Black-eyed Susans, My Fat Fanny!

This is not a black-eyed susan. The petals are obviously going to be white.

So, what the fuck is this and how did it get in my garden? Was there a mix-up in the black-eyed susan seed packing plant?

Is there still hope for some black-eyed susans later in the summer?

Will this turn out to be cool, so I don’t have to dig it all up?

Edited to add: Mike Byrd on Twitter has convinced me that these are Shasta Daisies. He says it’s strange that they’re on the verge of blooming so early, but that’s what they are. And I believe him.  Here’s what’s weird, though. These are grown from seeds that came out of a Rudbeckia packet. They have popped up exactly where I planted the Rudbeckia and, as you know, if you follow this blog, I had been assuming they were Rudbeckia.

I planted both r. golsturm and r. hirta, so I have hope that I may still get some black-eyed susans in July, when they bloom.

But still, it’s weird. I wonder how often mix-ups like that happen.

9 thoughts on “Black-eyed Susans, My Fat Fanny!

  1. Aunt B – I think (and I may regret this) Mike B is wrong. The foliage does not look like Shasta whcih has a wider less fern like leaf. I have them in front and back yard and they have not sent up flower stalks yet. I think you have some sort of Daisy but it does not look like Shasta to me.

  2. Ha, well, that makes it even more perplexing. Maybe it will be more obvious once they bloom what they are, but the whole thing is very strange.
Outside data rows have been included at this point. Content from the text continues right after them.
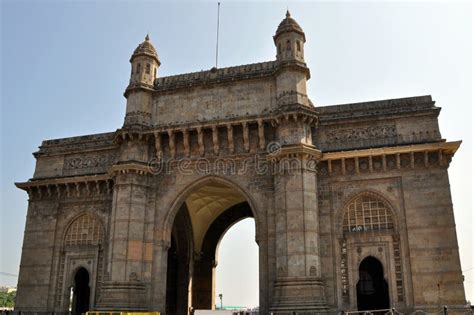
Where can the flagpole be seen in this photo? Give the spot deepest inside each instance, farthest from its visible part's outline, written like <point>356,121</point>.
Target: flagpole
<point>217,40</point>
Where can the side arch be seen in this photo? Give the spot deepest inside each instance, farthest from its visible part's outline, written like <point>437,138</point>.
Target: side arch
<point>98,227</point>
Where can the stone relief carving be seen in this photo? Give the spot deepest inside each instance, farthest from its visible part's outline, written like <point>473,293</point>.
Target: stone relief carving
<point>355,134</point>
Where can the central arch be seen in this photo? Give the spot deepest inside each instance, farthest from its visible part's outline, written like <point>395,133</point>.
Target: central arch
<point>197,221</point>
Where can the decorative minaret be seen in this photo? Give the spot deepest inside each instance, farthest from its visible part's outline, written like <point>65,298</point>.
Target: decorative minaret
<point>289,40</point>
<point>145,64</point>
<point>293,73</point>
<point>125,284</point>
<point>298,286</point>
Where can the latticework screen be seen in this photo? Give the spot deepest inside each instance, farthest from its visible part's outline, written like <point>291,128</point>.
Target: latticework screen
<point>85,230</point>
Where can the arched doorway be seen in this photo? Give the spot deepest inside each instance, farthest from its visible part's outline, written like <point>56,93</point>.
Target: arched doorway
<point>81,292</point>
<point>372,289</point>
<point>203,218</point>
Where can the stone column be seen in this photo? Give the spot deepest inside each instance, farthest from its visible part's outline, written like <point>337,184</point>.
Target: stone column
<point>298,285</point>
<point>159,275</point>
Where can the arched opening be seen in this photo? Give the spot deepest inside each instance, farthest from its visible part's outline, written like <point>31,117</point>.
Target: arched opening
<point>372,289</point>
<point>199,225</point>
<point>81,292</point>
<point>237,277</point>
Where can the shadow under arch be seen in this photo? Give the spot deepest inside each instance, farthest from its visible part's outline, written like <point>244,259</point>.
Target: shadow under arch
<point>372,288</point>
<point>81,291</point>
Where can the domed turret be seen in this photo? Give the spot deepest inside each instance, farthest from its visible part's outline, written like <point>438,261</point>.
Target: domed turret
<point>289,40</point>
<point>145,63</point>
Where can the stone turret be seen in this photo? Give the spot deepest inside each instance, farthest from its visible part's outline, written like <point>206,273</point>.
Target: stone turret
<point>145,64</point>
<point>293,73</point>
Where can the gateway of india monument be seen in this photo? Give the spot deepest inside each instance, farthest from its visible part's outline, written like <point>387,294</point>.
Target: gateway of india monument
<point>352,203</point>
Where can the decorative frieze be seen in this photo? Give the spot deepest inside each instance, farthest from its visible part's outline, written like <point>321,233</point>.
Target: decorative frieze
<point>397,158</point>
<point>77,186</point>
<point>366,133</point>
<point>94,161</point>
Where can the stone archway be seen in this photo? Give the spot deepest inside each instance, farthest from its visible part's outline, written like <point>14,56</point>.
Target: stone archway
<point>81,292</point>
<point>204,216</point>
<point>372,289</point>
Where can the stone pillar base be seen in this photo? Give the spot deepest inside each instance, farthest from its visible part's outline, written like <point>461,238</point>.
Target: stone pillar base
<point>305,294</point>
<point>122,296</point>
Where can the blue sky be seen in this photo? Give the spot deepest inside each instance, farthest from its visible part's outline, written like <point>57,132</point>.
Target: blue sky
<point>64,67</point>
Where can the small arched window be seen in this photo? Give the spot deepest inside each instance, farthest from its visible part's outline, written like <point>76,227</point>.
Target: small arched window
<point>367,213</point>
<point>84,230</point>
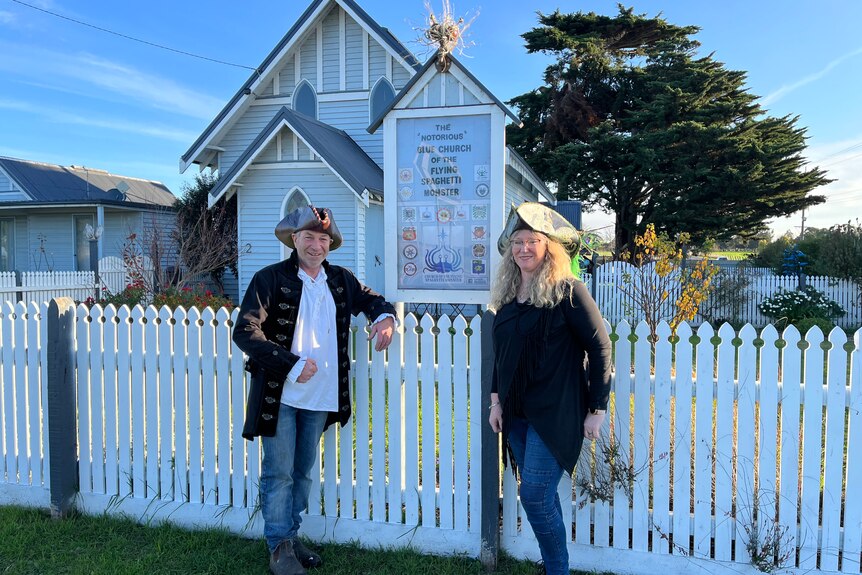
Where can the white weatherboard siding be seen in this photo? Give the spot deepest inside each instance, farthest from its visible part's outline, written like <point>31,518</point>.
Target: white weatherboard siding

  3. I think they might be oxeye daisies, which is even stranger, because I bought my rudbeckia from Burpee and they don’t even sell oxeye daisies.

  4. I second the doubts about them being shasta daisies. We have shasta daisies in our front beds and the leaves don’t look like that.

  5. They might be ox-eye daisies. I’ve grown them and they bloom early. They’re also excellent re-seeders, so deadhead them faithfully if you don’t want them to multiply on you. I like them. They bloom on slender stems and are, I think, very graceful. But they’re not what you ordered.

  6. I am no good at identifying daisies, but I can testify that seed mix-ups happen time to time. My neighbor ordered carrots for her urban garden – I don’t know what type, but conventional-looking orange carrots that grow straight down. The carrots that grew instead were round, like radishes! They were funny to look at but disappointing.

  7. Daisies are weird. We bought a very hearty looking one in a pot. followed all the directions for it, and watched it grow progressively more sickly and then die over the course of the spring and summer. Since we were a little lazy about that part of the lawn we never dug it up or did much of anything about it. Now it is back and looks pretty much like your picture except no buds yet because it is still pretty cool up here.

    But it is odd because we watched that thing decompose last August…but apparently that didn’t include the roots.

  8. Super Genius,
    That’s not really that uncommon. If conditions change suddenly (such as being transplanted to an area significantly different than where it had been) alot of plants will lose their current foliage but have it grow back the next season.